I work for a school in a New Zealand university and we are wanting to implement Server Virtualization for both CentOS and Windows systems.
Keep in mind virtualization software is moving pretty quickly. 8 months ago Xen didn't migrate fully virtual hosts, now it does. In 5 years the rediculous pricing structure for Virtualization technology will be gone and virtulization will be a commodity where all you pay for are accelorating drivers and managment tools. If you check the virtualization page on wikipedia http://en.wikipedia.org/wiki/Virtualization#Virtualization_examples you'll see a bunch of the questions you should ask to figure out your reasons for going virtual. Try to rank the features you know will help you frequently, and the stuff that's just "WOW! Moving a running server is so cool!". Try to avoid cool stuff for cool stuffs sake. Live host migrations are great if you have dynamic workloads or for the occasion you need to take a physical machine down for firmware/hardware updates during buisness hours, but think of how often you are going to use it and what impact downtimes might have.
From my own research it seems that VMWare or Xen are really the two major products to be considered, are there any others I should be considering ?
Take a peak at KVM (http://kvm.qumranet.com/kvmwiki/Guest_Support_Status).
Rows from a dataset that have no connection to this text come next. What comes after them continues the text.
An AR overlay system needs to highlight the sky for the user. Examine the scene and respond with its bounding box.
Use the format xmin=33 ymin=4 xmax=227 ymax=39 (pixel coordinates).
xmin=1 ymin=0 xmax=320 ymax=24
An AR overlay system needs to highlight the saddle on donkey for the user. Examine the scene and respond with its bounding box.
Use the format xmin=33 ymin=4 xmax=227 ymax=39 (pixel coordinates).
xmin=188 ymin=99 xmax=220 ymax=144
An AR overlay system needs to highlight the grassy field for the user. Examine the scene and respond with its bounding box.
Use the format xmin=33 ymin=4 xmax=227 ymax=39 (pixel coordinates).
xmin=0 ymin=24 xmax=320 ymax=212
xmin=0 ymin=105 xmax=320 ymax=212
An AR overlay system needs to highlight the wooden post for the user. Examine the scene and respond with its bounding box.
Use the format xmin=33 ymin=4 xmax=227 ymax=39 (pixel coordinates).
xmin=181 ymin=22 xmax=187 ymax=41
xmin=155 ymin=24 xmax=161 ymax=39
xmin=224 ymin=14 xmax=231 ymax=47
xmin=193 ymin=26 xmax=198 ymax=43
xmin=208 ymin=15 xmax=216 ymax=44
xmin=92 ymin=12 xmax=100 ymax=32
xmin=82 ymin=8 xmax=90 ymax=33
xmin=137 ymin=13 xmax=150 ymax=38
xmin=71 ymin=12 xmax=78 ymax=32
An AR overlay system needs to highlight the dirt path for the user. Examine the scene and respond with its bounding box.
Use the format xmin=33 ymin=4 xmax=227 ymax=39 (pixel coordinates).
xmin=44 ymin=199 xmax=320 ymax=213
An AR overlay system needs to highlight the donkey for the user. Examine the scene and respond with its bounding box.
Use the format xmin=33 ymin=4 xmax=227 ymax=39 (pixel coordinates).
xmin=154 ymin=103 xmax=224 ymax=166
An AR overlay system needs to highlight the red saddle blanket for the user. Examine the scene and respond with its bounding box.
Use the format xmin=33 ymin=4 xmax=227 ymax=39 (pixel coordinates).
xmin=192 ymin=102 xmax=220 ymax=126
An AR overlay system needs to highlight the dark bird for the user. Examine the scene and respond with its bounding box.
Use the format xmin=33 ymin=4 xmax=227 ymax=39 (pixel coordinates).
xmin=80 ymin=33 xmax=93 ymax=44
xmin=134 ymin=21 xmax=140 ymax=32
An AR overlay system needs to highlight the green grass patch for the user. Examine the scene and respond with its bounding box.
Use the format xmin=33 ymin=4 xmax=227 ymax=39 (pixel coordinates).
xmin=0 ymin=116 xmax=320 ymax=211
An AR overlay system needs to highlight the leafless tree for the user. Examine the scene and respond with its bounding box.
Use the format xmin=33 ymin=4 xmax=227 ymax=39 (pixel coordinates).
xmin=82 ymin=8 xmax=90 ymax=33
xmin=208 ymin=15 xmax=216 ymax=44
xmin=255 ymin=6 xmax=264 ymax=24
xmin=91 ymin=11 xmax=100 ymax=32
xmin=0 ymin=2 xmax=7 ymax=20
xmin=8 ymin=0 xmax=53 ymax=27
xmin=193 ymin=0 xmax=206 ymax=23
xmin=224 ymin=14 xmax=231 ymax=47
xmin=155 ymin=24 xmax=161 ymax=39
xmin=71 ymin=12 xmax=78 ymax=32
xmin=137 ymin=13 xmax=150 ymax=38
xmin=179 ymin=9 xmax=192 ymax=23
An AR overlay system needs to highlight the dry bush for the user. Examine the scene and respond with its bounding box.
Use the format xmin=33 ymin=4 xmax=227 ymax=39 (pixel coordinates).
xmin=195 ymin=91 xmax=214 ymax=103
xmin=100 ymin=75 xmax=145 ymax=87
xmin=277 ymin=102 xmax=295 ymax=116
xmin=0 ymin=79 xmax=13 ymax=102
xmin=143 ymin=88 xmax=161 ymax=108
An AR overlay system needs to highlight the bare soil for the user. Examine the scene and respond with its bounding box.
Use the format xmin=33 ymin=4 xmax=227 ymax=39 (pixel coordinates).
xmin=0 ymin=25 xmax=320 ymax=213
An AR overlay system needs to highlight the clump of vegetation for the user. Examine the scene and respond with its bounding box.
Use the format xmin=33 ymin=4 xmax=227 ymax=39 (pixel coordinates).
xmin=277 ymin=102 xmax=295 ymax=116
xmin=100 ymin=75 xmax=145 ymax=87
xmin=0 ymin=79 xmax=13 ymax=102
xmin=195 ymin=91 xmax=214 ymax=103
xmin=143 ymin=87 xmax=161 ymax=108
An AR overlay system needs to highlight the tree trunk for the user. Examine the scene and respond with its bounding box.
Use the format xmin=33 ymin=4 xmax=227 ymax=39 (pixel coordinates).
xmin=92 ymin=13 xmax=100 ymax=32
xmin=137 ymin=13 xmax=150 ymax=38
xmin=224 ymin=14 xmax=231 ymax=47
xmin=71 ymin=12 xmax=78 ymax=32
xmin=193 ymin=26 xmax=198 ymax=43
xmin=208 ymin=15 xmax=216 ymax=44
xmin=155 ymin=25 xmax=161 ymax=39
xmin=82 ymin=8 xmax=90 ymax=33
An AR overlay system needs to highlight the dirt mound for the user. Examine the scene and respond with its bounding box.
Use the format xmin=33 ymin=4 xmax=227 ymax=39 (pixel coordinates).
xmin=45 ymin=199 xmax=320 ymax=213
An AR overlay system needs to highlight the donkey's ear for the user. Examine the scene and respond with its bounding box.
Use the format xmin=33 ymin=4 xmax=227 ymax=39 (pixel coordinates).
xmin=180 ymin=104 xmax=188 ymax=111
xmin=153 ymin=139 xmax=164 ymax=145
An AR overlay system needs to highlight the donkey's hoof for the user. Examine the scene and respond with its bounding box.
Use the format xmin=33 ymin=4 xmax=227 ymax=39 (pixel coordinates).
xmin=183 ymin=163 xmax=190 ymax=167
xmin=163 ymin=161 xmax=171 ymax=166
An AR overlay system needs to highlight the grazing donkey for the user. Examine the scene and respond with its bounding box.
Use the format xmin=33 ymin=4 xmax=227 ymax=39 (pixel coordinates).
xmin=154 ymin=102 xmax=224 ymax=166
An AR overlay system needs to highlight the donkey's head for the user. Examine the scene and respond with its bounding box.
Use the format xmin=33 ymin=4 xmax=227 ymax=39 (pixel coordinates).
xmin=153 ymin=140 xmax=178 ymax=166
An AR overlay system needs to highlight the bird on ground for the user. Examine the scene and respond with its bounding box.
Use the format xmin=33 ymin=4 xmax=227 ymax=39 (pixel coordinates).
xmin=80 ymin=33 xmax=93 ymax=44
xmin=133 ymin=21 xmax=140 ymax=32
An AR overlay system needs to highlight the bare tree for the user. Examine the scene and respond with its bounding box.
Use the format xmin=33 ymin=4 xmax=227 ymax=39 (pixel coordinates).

Might not be ready for primetime, but it is pretty favored by the kernel maintainers for simplicty and cleanliness so it's likely to end up going further than Xen. Do you really think the hypervisors and managment software isn't going to endup in hardware?
If it's "Enterprise Level Support" and performance you pretty much have to go with VMware. Realistically, for most companies and workloads way to many things are tagged as "Requiring Enterprise Class", and you can get away with Xen and KVM. The free VMWare Server (aka GSX) is a completely different beast from VMWare ESX, performs pretty terribly, and is almost worthless for production servers. ESX is amazing, and I'd recommend it if you have the money, but I it's like 3K every 2 sockets and needs a san to be very useful. You can quickly rack up 50 grand in hardware and licensing just to get off the ground.
If I had the time, I'd like to try using Xen with an OpenSolaris ZFS iSCSI target as shared storage, but alas I do not have that time.
Is anyone running Linux "Guest" O/S's inside a Windows host ?? And if so can you share your reasons for this?
I've done for people I work with because cygwin is too much of a moving target, or to test that their code compiles and works on both platforms. I also sniffed alot of glue when I was younger.